Aimsun model - Agriesti,S.; Anashin, P.; Roncoli, C.; Nahmias-Biran, B.-h.Integrating activity-based and traffic assignment models: Methodology and case study application. In MT-ITS 8th International Conference on Models and Technologies for Intelligent Transportation Systems, June 2023, Nice, France.

Dataset

The Tallinn dataset is provided as open source, it may be found in the folder "dataset" as .csv file. There, also some relevant distributions are reported as summary. The folders "ResidentialAssignment" and "WorkplaceAssignment" contain two ready-for-use examples to assign either the residence cell (500x500 m) or the workplace one to the synthetic population. The folder "SpatialMap" includes a .gpkg file as Qgis spatial map, some representative maps are also printed as .pdf.

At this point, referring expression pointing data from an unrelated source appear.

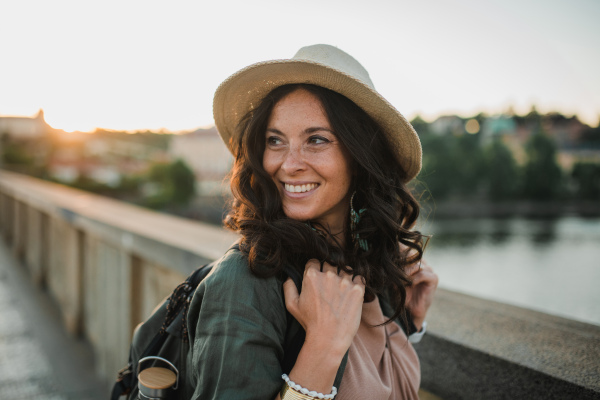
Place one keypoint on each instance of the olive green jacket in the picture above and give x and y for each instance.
(238, 328)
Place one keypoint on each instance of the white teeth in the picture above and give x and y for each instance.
(300, 188)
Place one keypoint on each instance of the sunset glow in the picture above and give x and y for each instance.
(150, 65)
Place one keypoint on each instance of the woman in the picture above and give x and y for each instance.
(319, 185)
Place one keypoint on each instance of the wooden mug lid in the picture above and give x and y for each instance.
(157, 378)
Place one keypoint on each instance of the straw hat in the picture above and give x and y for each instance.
(320, 65)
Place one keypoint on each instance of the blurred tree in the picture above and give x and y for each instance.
(470, 171)
(420, 125)
(502, 171)
(184, 182)
(542, 176)
(175, 185)
(586, 179)
(439, 165)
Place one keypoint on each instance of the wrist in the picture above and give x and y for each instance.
(325, 347)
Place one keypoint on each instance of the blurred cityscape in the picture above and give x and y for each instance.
(480, 165)
(79, 272)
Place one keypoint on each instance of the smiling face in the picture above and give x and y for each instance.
(307, 162)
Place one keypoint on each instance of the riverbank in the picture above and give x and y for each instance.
(525, 209)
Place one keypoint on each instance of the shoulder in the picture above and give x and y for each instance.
(231, 289)
(232, 274)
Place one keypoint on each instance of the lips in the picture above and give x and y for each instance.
(303, 188)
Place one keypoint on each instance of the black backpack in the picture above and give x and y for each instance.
(165, 335)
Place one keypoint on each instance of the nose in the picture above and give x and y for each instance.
(293, 161)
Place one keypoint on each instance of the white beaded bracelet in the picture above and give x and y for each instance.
(311, 393)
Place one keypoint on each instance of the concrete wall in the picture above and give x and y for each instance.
(108, 264)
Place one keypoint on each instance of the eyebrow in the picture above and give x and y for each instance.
(307, 131)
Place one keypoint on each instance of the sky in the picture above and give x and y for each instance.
(133, 65)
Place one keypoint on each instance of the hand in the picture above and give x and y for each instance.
(419, 295)
(329, 306)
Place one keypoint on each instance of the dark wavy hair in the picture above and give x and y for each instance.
(271, 240)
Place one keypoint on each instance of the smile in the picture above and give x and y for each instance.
(300, 188)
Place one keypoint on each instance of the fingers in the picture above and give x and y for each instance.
(290, 294)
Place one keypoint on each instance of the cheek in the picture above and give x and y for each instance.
(269, 163)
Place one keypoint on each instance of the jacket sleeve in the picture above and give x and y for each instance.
(237, 339)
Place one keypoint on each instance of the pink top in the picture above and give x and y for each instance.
(382, 363)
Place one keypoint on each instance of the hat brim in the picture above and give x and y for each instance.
(244, 90)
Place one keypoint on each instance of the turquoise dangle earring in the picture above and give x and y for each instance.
(354, 220)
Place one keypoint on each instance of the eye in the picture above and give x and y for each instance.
(318, 140)
(273, 140)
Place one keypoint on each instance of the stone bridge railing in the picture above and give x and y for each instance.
(108, 264)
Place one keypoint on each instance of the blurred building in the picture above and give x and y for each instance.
(24, 127)
(206, 154)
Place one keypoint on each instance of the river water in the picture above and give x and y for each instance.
(551, 266)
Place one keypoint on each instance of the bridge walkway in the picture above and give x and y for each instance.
(38, 359)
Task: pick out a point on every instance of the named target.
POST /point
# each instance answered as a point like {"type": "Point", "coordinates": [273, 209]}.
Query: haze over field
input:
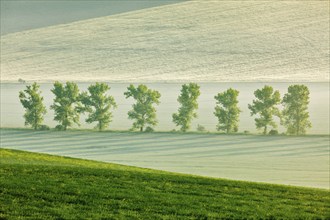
{"type": "Point", "coordinates": [191, 41]}
{"type": "Point", "coordinates": [300, 161]}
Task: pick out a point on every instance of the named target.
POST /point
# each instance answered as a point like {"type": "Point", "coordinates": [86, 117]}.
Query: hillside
{"type": "Point", "coordinates": [298, 161]}
{"type": "Point", "coordinates": [198, 40]}
{"type": "Point", "coordinates": [38, 186]}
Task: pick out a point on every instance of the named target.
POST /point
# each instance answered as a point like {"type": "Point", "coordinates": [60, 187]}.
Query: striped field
{"type": "Point", "coordinates": [300, 161]}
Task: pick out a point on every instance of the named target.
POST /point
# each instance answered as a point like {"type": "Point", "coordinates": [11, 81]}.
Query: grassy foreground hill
{"type": "Point", "coordinates": [41, 186]}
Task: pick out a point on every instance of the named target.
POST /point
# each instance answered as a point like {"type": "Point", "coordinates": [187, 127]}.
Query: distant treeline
{"type": "Point", "coordinates": [69, 103]}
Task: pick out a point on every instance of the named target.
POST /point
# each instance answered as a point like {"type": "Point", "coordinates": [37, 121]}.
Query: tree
{"type": "Point", "coordinates": [187, 111]}
{"type": "Point", "coordinates": [143, 112]}
{"type": "Point", "coordinates": [98, 105]}
{"type": "Point", "coordinates": [32, 101]}
{"type": "Point", "coordinates": [295, 113]}
{"type": "Point", "coordinates": [265, 106]}
{"type": "Point", "coordinates": [227, 110]}
{"type": "Point", "coordinates": [66, 104]}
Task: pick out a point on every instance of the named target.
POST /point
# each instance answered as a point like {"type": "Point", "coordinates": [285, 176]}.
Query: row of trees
{"type": "Point", "coordinates": [69, 103]}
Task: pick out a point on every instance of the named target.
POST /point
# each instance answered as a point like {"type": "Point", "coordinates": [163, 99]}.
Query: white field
{"type": "Point", "coordinates": [300, 161]}
{"type": "Point", "coordinates": [202, 41]}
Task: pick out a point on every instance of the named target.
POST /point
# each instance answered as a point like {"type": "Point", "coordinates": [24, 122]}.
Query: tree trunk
{"type": "Point", "coordinates": [265, 130]}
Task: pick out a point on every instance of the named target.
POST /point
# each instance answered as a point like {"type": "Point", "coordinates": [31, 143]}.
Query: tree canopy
{"type": "Point", "coordinates": [143, 112]}
{"type": "Point", "coordinates": [227, 110]}
{"type": "Point", "coordinates": [266, 106]}
{"type": "Point", "coordinates": [188, 106]}
{"type": "Point", "coordinates": [295, 113]}
{"type": "Point", "coordinates": [32, 101]}
{"type": "Point", "coordinates": [66, 104]}
{"type": "Point", "coordinates": [98, 105]}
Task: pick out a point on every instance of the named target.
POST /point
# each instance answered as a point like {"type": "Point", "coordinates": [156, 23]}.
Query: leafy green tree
{"type": "Point", "coordinates": [265, 106]}
{"type": "Point", "coordinates": [227, 110]}
{"type": "Point", "coordinates": [143, 112]}
{"type": "Point", "coordinates": [295, 113]}
{"type": "Point", "coordinates": [66, 104]}
{"type": "Point", "coordinates": [187, 111]}
{"type": "Point", "coordinates": [32, 101]}
{"type": "Point", "coordinates": [98, 105]}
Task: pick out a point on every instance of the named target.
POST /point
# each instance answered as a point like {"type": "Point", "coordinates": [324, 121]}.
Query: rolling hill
{"type": "Point", "coordinates": [298, 161]}
{"type": "Point", "coordinates": [197, 40]}
{"type": "Point", "coordinates": [38, 186]}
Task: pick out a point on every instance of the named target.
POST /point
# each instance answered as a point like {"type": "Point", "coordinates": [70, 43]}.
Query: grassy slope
{"type": "Point", "coordinates": [199, 40]}
{"type": "Point", "coordinates": [45, 187]}
{"type": "Point", "coordinates": [301, 161]}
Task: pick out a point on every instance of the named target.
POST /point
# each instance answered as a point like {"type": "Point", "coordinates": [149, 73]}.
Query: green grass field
{"type": "Point", "coordinates": [289, 160]}
{"type": "Point", "coordinates": [40, 186]}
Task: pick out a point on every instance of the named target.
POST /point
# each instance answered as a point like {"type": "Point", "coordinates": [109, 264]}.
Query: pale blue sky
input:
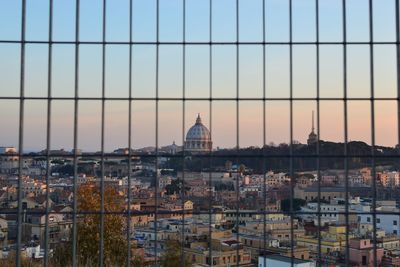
{"type": "Point", "coordinates": [197, 70]}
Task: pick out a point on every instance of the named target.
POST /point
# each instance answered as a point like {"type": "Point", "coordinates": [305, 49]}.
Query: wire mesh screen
{"type": "Point", "coordinates": [199, 133]}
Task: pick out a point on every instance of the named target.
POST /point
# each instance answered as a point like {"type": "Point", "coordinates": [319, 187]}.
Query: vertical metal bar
{"type": "Point", "coordinates": [291, 129]}
{"type": "Point", "coordinates": [21, 134]}
{"type": "Point", "coordinates": [48, 133]}
{"type": "Point", "coordinates": [103, 89]}
{"type": "Point", "coordinates": [76, 105]}
{"type": "Point", "coordinates": [129, 135]}
{"type": "Point", "coordinates": [319, 258]}
{"type": "Point", "coordinates": [372, 99]}
{"type": "Point", "coordinates": [398, 68]}
{"type": "Point", "coordinates": [237, 129]}
{"type": "Point", "coordinates": [346, 168]}
{"type": "Point", "coordinates": [183, 129]}
{"type": "Point", "coordinates": [264, 137]}
{"type": "Point", "coordinates": [156, 128]}
{"type": "Point", "coordinates": [211, 197]}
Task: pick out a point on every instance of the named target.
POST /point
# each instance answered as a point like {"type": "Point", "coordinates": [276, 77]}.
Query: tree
{"type": "Point", "coordinates": [88, 230]}
{"type": "Point", "coordinates": [89, 199]}
{"type": "Point", "coordinates": [172, 255]}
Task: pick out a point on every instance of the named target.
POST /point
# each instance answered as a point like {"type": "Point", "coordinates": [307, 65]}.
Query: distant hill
{"type": "Point", "coordinates": [304, 157]}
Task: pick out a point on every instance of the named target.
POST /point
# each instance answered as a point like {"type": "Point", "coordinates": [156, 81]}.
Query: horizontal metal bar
{"type": "Point", "coordinates": [96, 156]}
{"type": "Point", "coordinates": [134, 213]}
{"type": "Point", "coordinates": [195, 43]}
{"type": "Point", "coordinates": [261, 99]}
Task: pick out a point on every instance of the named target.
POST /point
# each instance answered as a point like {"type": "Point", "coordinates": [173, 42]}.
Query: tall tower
{"type": "Point", "coordinates": [312, 137]}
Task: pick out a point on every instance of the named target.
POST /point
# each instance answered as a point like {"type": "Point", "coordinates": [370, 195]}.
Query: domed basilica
{"type": "Point", "coordinates": [198, 138]}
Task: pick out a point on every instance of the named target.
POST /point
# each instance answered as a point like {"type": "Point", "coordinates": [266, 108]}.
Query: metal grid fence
{"type": "Point", "coordinates": [210, 99]}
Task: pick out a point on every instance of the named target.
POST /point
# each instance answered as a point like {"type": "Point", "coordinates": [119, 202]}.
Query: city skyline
{"type": "Point", "coordinates": [197, 72]}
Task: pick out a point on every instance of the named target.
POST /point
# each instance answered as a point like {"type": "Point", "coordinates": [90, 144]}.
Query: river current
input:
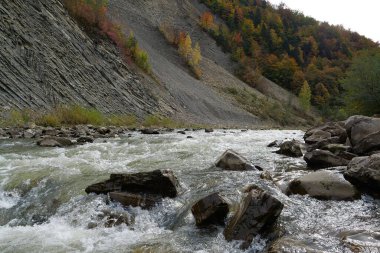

The dataset is composed by 23 variables, briefly defined in the following:

District* --> District of residence

Household_id* --> ID of the household

Household_size* --> Size of the household

Age interval* --> Age intervals: - Discretized for privacy reasons

Gender* --> 1 - Female; 2 - Male

Head_of_the_household* --> Boolean for the head of the household

ID* --> Individual_id

Subdistrict* --> Subdistrict of residence - numerical id (for the correspondance between ids and subdistricts, please check the dedicated description on github)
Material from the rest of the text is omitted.